Interesting question. Why would anybody want to read a fictionalized version when they can read a history book and get the real facts? What is historical fiction anyway?
Some books under the historical fiction umbrella may have other-worldly or supernatural themes. Some may pose what if questions, such as what if Hitler had won World War II. Others could be more historically accurate than the word fiction implies. The general criteria is that they be set at least 50 years in the past.
Historical novels may use fictional characters to transport us to a particular place and time so we may experience the protagonist’s world as someone living during that time might. We could pursue a German saboteur through New York City during WWI with the police detectives in James Hockenberry’s Over Here (www.jameshockenberry.com). Soraya M. Lane lets us feel the joys, the fears and the heartbreaks of British war brides, as they follow their American G.I. sweethearts to the United States in Voyage of the Heart (sorayalane.com). Or we can experience World War I through the eyes of the early women battlefield nurses, complements of Lizzy Page’s novels War Nurses and Daughters of War (www.bookouture.com).
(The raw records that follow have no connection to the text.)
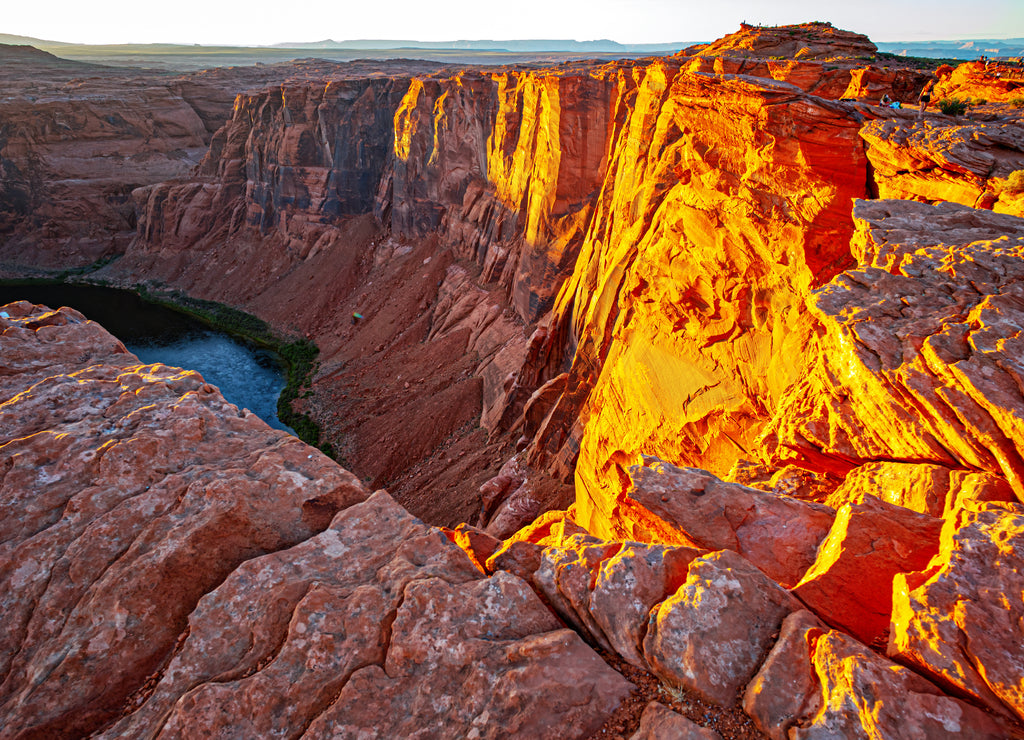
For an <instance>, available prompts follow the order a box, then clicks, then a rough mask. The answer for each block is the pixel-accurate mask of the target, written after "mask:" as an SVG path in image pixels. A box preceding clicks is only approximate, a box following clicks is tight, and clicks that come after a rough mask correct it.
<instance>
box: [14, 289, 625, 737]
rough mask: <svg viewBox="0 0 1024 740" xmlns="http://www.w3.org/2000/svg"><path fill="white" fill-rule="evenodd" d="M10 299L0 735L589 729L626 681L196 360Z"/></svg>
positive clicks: (615, 695) (46, 309) (96, 735)
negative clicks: (169, 353)
mask: <svg viewBox="0 0 1024 740" xmlns="http://www.w3.org/2000/svg"><path fill="white" fill-rule="evenodd" d="M3 310H4V313H5V314H6V315H5V316H0V352H2V354H3V357H4V375H2V376H0V399H2V400H0V420H2V421H0V429H2V430H3V436H2V438H0V509H2V511H3V515H4V516H3V526H2V529H0V583H2V597H0V621H2V623H3V624H4V625H5V629H4V630H3V635H2V636H0V681H2V683H0V720H2V727H3V730H2V731H0V736H2V737H81V736H84V735H90V734H92V735H95V736H97V737H111V738H113V737H197V736H198V734H202V735H209V734H215V735H217V736H220V737H300V736H302V735H303V734H308V735H309V736H311V737H323V736H338V735H341V736H346V735H358V736H359V737H371V736H372V737H401V736H408V734H409V731H411V729H412V728H421V729H422V728H433V729H434V730H435V731H436V732H437V733H439V734H442V735H445V736H451V737H457V736H458V737H497V736H498V734H500V735H501V736H502V737H509V736H520V737H530V738H534V737H548V736H550V737H584V736H586V735H587V734H588V733H590V732H593V731H594V730H596V729H597V728H599V727H600V726H601V724H602V723H603V721H604V717H605V716H606V715H607V714H609V713H610V712H611V711H612V710H613V709H614V708H615V707H616V706H617V705H618V703H620V702H621V701H622V699H623V698H624V697H625V696H626V695H628V694H629V693H630V691H631V690H632V688H633V687H632V685H631V684H630V683H629V682H627V681H626V680H625V679H623V678H622V677H621V676H620V674H618V673H616V672H615V671H614V670H612V669H611V668H610V667H608V666H607V665H606V664H605V663H604V662H603V661H602V660H601V659H600V658H599V657H598V656H597V654H596V653H594V652H593V650H591V649H590V648H589V647H588V646H587V645H586V644H585V643H584V642H583V641H582V640H581V639H580V637H579V636H577V635H575V634H574V633H572V632H570V630H568V629H565V628H564V626H563V625H562V624H561V623H560V622H559V621H558V619H557V618H556V617H554V616H553V615H552V614H551V612H549V611H548V610H547V609H546V608H545V607H544V606H543V605H542V604H541V602H540V600H539V599H538V597H537V596H536V595H535V594H534V592H532V591H531V590H530V589H529V587H528V586H527V585H526V584H525V583H524V582H523V581H522V580H521V579H519V578H518V577H516V576H513V575H511V574H508V573H500V574H498V575H495V576H493V577H489V578H486V577H484V576H483V574H482V573H481V572H480V570H479V569H478V568H477V567H476V566H475V565H474V564H473V563H472V561H471V560H470V559H469V558H468V557H467V556H466V555H465V553H464V552H463V551H462V550H461V549H459V548H458V547H457V546H456V545H454V543H453V542H452V541H451V540H450V539H449V538H447V537H445V536H444V534H443V533H442V532H441V531H440V530H439V529H436V528H433V527H430V526H427V525H426V524H424V523H423V522H422V521H420V520H419V519H417V518H415V517H413V516H412V515H411V514H409V513H408V512H406V511H404V510H403V509H402V508H401V507H399V506H398V505H397V504H395V503H394V500H393V499H392V498H391V497H390V496H389V495H388V494H387V493H386V492H384V491H378V492H376V493H374V494H373V495H370V494H369V492H368V491H367V490H366V489H365V488H364V487H362V486H361V485H360V484H359V482H358V481H357V480H356V479H355V478H354V476H352V475H351V474H350V473H348V472H347V471H345V470H343V469H341V468H340V467H338V466H337V465H336V464H335V463H333V462H332V461H330V460H329V459H327V458H326V456H324V455H322V454H319V453H318V452H317V451H316V450H314V449H312V448H310V447H308V446H306V445H305V444H303V443H301V442H300V441H299V440H297V439H295V438H293V437H291V436H289V435H288V434H286V433H284V432H281V431H276V430H272V429H270V428H268V427H267V426H266V425H265V424H264V423H263V422H262V421H260V420H258V419H257V418H256V417H255V416H252V415H250V413H248V412H245V411H239V409H238V408H237V407H234V406H233V405H231V404H229V403H227V402H226V401H225V400H224V399H223V397H222V396H221V395H220V393H219V392H218V391H217V390H216V389H215V388H213V387H212V386H210V385H209V384H206V383H205V382H204V381H203V379H202V378H201V377H200V376H199V375H198V374H196V373H190V372H184V371H180V369H177V368H172V367H167V366H164V365H159V364H158V365H141V364H138V362H137V360H135V358H134V357H133V356H132V355H130V354H128V353H127V352H126V351H125V350H124V347H123V346H122V345H121V344H120V343H119V342H118V341H117V340H115V339H114V338H112V337H111V336H110V335H108V334H106V333H105V332H103V331H102V330H100V329H99V328H98V327H97V325H96V324H94V323H92V322H90V321H86V319H85V318H84V317H83V316H82V315H81V314H79V313H77V312H75V311H72V310H69V309H61V310H60V311H50V310H49V309H45V308H42V307H37V306H33V305H31V304H28V303H24V302H23V303H16V304H9V305H7V306H4V307H3ZM41 357H47V358H48V359H49V366H48V367H44V366H43V365H42V364H41V363H40V362H38V361H36V360H37V359H39V358H41ZM398 707H401V710H400V711H399V710H397V708H398ZM499 731H500V732H499Z"/></svg>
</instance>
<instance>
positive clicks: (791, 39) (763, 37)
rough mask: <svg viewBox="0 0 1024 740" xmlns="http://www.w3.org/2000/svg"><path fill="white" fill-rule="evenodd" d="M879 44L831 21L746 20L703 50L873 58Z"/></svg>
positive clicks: (721, 53)
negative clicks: (786, 21) (877, 46)
mask: <svg viewBox="0 0 1024 740" xmlns="http://www.w3.org/2000/svg"><path fill="white" fill-rule="evenodd" d="M878 50H879V49H878V47H877V46H876V45H874V44H873V43H871V40H870V39H868V38H867V37H866V36H864V35H863V34H855V33H853V32H852V31H843V30H842V29H837V28H836V27H835V26H833V25H831V24H828V23H820V21H815V23H810V24H799V25H796V26H751V25H750V24H742V25H741V26H740V28H739V31H737V32H736V33H734V34H729V35H728V36H724V37H722V38H721V39H719V40H718V41H716V42H714V43H711V44H708V45H707V46H702V47H701V48H700V49H699V53H701V54H707V55H715V56H719V55H728V56H759V57H764V56H778V57H781V58H786V59H835V58H865V57H866V58H873V56H874V54H876V53H878Z"/></svg>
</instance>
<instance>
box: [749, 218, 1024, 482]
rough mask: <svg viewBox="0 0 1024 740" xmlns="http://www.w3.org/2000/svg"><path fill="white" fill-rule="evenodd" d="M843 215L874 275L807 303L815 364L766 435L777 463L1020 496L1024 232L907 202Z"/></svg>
mask: <svg viewBox="0 0 1024 740" xmlns="http://www.w3.org/2000/svg"><path fill="white" fill-rule="evenodd" d="M854 218H855V221H856V223H857V224H858V229H859V235H858V245H859V247H858V250H859V252H860V254H861V259H862V261H863V262H865V263H867V264H873V265H878V266H877V267H876V266H864V267H862V268H861V269H858V270H851V271H849V272H846V273H844V274H843V275H840V276H839V277H837V278H836V279H834V280H833V281H831V282H830V284H829V285H828V286H825V287H824V288H822V289H820V290H818V291H816V292H815V293H814V294H813V295H812V297H811V299H810V300H809V306H810V308H811V310H812V312H813V315H814V316H815V317H816V319H817V320H818V323H819V327H820V329H819V336H818V338H817V339H816V340H815V343H816V347H814V348H811V349H809V350H808V351H809V354H811V356H816V359H815V360H814V362H813V363H812V364H811V365H810V367H809V369H808V373H807V375H806V377H805V379H804V380H803V381H802V382H801V383H799V384H796V385H795V386H794V387H793V388H792V389H791V391H790V393H788V395H787V399H786V401H785V402H783V404H782V405H781V407H780V409H779V411H778V412H777V416H776V419H775V421H774V422H773V425H772V426H773V427H774V429H773V431H772V432H771V434H769V435H766V441H767V442H768V445H769V447H773V448H774V449H773V452H774V456H775V459H776V460H777V461H781V462H795V463H800V464H802V465H804V466H805V467H809V468H812V469H813V468H823V469H825V470H829V469H830V470H837V471H841V472H843V473H845V472H848V471H849V470H850V469H851V468H853V467H855V466H856V465H859V464H862V463H865V462H871V461H904V462H916V463H928V464H933V465H943V466H946V467H950V468H961V469H971V470H976V471H982V472H987V473H990V474H992V475H994V476H996V477H1002V478H1006V479H1007V480H1008V482H1009V483H1010V486H1011V487H1012V488H1013V490H1014V492H1015V494H1016V495H1017V496H1018V497H1021V496H1024V410H1022V409H1024V391H1022V387H1021V385H1020V382H1019V378H1020V377H1021V372H1022V369H1024V368H1022V367H1021V365H1020V357H1021V356H1024V336H1022V335H1021V333H1020V327H1021V325H1022V324H1024V304H1022V303H1021V301H1020V299H1019V298H1018V297H1017V293H1018V292H1019V290H1020V286H1021V285H1022V284H1024V236H1022V235H1016V234H1015V235H1013V236H1009V237H1008V236H1006V235H1005V232H1004V231H1002V230H1001V229H1002V228H1004V225H1005V224H1009V225H1011V226H1013V227H1015V228H1016V229H1017V233H1018V234H1020V233H1021V231H1020V229H1022V228H1024V221H1022V220H1020V219H1015V218H1013V217H1010V216H1005V215H1000V214H992V213H990V212H987V211H979V210H974V209H969V208H966V207H964V206H958V205H956V204H951V203H945V204H940V205H938V206H928V205H925V204H919V203H912V202H907V201H898V202H897V201H877V202H869V203H868V202H860V203H858V204H857V206H856V207H855V210H854ZM947 228H948V230H947ZM954 232H958V233H954ZM972 235H973V237H974V238H972ZM947 236H959V237H962V238H958V240H956V241H955V242H952V243H944V242H945V240H946V238H947Z"/></svg>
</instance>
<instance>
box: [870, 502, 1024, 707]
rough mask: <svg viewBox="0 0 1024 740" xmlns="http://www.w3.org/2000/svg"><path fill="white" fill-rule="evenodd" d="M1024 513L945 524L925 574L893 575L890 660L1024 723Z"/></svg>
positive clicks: (976, 517) (976, 512) (1021, 510)
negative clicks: (1015, 718)
mask: <svg viewBox="0 0 1024 740" xmlns="http://www.w3.org/2000/svg"><path fill="white" fill-rule="evenodd" d="M1022 531H1024V506H1022V505H1020V504H979V505H975V506H970V507H965V508H964V509H962V510H959V511H958V512H957V514H956V515H955V516H951V517H949V518H948V519H947V520H946V524H945V529H944V530H943V532H942V548H941V551H940V552H939V553H937V554H936V556H935V558H934V559H933V560H932V562H931V563H929V564H928V567H927V568H923V569H922V570H921V571H920V572H904V573H900V574H898V575H897V576H896V581H895V583H894V586H893V589H894V593H893V599H894V603H893V612H892V614H893V616H892V624H893V629H892V635H891V636H890V639H889V653H890V655H891V656H893V657H895V658H897V659H900V660H902V661H904V662H906V663H908V664H909V665H912V666H913V667H915V668H919V669H920V670H922V671H923V672H925V674H927V676H929V677H931V678H933V679H934V680H935V681H937V682H938V683H940V684H941V685H943V686H947V687H949V688H951V689H952V690H954V691H956V692H957V693H959V694H963V695H966V696H969V697H971V698H973V699H975V700H977V701H980V702H983V703H984V704H986V705H987V706H989V707H991V708H993V709H994V710H996V711H999V712H1007V711H1008V710H1009V711H1010V712H1013V713H1014V714H1015V715H1016V716H1018V717H1020V719H1024V656H1022V655H1021V652H1020V648H1019V635H1020V625H1021V623H1022V620H1024V597H1022V594H1024V589H1022V585H1024V584H1022V582H1021V580H1022V573H1024V567H1022V562H1021V561H1022V553H1024V543H1022V541H1021V537H1022Z"/></svg>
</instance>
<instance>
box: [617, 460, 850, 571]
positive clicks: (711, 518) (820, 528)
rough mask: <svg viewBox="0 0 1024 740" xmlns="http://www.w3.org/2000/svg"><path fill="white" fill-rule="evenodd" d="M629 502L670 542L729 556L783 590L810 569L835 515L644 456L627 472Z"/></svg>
mask: <svg viewBox="0 0 1024 740" xmlns="http://www.w3.org/2000/svg"><path fill="white" fill-rule="evenodd" d="M629 475H630V479H631V481H632V485H631V486H630V488H629V490H628V496H629V499H630V502H631V503H634V504H635V505H637V507H638V508H642V509H643V510H645V514H646V517H647V519H656V520H657V524H658V527H657V528H658V529H660V530H662V531H663V532H664V533H665V534H666V536H668V537H669V538H670V539H669V541H672V533H673V532H675V533H676V534H677V536H676V539H677V540H678V541H676V542H674V543H680V545H692V546H695V547H698V548H701V549H705V550H732V551H734V552H736V553H738V554H739V555H741V556H743V558H745V559H746V560H749V561H750V562H751V563H753V564H754V565H756V566H757V567H758V568H760V569H761V570H762V571H763V572H764V573H765V574H766V575H768V576H769V577H770V578H772V579H774V580H775V581H777V582H779V583H781V584H782V585H785V586H792V585H795V584H796V583H797V581H799V580H800V578H801V576H803V574H804V573H805V572H806V571H807V569H808V568H809V567H810V565H811V563H813V562H814V557H815V553H816V551H817V548H818V545H819V543H820V542H821V540H822V539H824V537H825V535H826V534H827V533H828V530H829V528H830V527H831V524H833V518H834V516H835V513H834V512H833V510H831V509H829V508H828V507H825V506H821V505H818V504H808V503H806V502H802V500H798V499H797V498H791V497H790V496H784V495H779V494H777V493H768V492H766V491H763V490H758V489H757V488H749V487H746V486H744V485H739V484H738V483H727V482H725V481H722V480H719V479H718V478H717V477H715V476H714V475H712V474H711V473H708V472H707V471H702V470H696V469H694V468H677V467H675V466H673V465H670V464H668V463H665V462H663V461H660V460H657V459H656V458H651V456H647V455H644V458H643V464H642V465H637V466H633V467H632V468H630V469H629Z"/></svg>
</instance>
In another type of historical novel, the author imagines how an historic figure or a real-life person lived through an historic event. Through extensive research, physical retracing of the route and the woman’s written account, James Alexander Thom in Follow the River (www.ballantinebooks.com), takes us along with Mary Ingles, a white woman abducted by American Indians, as she escapes her captors and undertakes a treacherous journey through a thousand miles of hostile, uncharted wilderness to find her way back to her home.
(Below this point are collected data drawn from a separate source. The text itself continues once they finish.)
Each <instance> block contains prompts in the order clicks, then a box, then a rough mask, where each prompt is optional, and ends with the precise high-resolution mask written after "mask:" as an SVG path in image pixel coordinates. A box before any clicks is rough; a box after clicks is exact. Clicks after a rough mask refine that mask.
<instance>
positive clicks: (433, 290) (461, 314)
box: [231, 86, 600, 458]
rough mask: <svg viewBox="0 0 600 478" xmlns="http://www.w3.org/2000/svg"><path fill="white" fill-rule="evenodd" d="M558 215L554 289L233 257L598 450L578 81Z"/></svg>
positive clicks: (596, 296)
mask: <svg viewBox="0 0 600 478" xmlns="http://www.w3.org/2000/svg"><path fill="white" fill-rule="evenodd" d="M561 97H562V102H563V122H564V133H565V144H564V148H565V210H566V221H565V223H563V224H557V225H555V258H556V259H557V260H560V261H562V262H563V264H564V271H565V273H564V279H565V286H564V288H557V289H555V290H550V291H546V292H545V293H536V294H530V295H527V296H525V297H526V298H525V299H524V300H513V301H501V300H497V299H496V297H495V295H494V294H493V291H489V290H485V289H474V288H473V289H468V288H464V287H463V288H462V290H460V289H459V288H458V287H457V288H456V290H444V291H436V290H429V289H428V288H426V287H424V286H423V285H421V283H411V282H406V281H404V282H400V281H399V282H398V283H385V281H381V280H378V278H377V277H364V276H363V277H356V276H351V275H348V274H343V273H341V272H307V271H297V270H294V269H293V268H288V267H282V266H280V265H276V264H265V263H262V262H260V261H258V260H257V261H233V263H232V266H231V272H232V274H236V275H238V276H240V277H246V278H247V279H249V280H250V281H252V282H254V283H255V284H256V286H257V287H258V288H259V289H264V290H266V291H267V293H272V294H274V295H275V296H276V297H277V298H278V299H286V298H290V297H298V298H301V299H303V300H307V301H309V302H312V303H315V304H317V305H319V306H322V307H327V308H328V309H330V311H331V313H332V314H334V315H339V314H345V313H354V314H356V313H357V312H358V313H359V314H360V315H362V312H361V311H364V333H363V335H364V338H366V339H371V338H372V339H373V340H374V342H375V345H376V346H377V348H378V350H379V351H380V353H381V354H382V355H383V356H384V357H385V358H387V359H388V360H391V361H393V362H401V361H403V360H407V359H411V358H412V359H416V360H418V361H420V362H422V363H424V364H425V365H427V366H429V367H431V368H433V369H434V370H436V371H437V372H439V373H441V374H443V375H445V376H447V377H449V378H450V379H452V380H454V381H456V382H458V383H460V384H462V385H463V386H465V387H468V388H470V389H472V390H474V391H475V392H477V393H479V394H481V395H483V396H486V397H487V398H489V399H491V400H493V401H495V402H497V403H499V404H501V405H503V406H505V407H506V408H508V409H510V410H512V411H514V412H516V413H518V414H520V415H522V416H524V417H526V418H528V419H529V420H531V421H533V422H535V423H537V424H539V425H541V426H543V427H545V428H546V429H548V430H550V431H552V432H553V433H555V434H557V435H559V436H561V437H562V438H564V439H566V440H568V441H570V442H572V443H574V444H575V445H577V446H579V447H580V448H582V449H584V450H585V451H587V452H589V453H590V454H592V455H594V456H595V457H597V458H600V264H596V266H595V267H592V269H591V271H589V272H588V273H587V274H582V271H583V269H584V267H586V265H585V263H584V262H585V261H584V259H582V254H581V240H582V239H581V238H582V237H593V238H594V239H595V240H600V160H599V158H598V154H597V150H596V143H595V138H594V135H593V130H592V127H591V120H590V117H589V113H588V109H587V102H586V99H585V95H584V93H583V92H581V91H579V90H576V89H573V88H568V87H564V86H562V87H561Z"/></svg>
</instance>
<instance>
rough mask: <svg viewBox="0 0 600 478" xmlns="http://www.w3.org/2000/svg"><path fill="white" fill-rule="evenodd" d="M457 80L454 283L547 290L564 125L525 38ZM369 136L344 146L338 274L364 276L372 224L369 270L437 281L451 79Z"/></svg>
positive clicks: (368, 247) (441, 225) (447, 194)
But does an author using his/her imagination to fill in gaps or flesh out a real event make it less accurate? From TV detective shows, courtroom dramas and our own experience, we know that eyewitness accounts differ. People’s recollections of an incident are affected by their perspective. So we may never know the absolute truth. But the more corroborating information we obtain, the more we can trust that our conclusion is reasonably accurate.
In Little Cyclone, author Airey Neave tells us that in July 1942, Dédée, the real life leader of the Cométe underground, is ambushed by German soldiers. Neave writes: The party of airmen were scattered till Dédée, coolly collecting them, took them back to Urrugne, whence they crossed two days later. Neave’s book is nonfiction. His statement is true and accurate, but it doesn’t go into much detail.
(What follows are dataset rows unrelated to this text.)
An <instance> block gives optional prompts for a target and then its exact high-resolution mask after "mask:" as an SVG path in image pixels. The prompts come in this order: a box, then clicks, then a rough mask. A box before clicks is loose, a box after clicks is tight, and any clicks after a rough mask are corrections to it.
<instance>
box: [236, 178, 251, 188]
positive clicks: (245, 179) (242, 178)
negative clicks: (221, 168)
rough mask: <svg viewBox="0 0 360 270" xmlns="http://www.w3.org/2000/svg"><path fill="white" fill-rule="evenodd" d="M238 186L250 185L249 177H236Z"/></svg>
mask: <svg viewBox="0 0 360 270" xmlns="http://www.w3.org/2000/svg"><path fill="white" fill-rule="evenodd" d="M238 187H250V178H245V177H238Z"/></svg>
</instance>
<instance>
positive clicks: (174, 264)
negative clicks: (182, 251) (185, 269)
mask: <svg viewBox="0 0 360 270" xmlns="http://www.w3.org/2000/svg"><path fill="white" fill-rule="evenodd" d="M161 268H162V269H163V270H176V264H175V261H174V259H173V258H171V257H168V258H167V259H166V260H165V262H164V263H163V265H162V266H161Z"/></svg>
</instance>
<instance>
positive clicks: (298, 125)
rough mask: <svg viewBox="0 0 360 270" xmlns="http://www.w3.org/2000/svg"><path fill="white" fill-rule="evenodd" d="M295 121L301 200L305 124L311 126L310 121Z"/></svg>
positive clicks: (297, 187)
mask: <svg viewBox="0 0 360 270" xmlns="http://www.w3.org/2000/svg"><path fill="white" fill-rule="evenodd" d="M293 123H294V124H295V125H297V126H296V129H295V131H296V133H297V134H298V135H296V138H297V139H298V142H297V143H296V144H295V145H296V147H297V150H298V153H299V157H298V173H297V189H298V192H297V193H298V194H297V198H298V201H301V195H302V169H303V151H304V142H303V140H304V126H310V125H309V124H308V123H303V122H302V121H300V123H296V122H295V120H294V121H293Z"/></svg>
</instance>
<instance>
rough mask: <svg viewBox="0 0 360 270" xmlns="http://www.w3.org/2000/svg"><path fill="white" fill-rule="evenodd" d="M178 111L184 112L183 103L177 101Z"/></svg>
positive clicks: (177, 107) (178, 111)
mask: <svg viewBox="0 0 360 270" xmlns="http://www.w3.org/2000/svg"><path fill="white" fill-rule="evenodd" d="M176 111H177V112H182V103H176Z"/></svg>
Digging through evader reports, I found the same incident. So for my novel Night and Fog, in addition to Neave’s account, I had the perspective of the airmen evaders who were actually there. I knew where they were from, when and where the narrow escape took place, who the guides were, what the weather was like, who was shot at, who was captured and how others got away. I used this information to recreate the scene as I imagined it. I had to fill in minor details and dialog—which makes it historical fiction—but it lets readers experience the incident as if they were there.
There will always be people who turn up their noses at historical fiction just as there are people who say they hate cauliflower without ever tasting it. But there are writers like the ones mentioned above who are publishing some truly wonderful historical fiction that should be sampled before the genre is dismissed out of hand.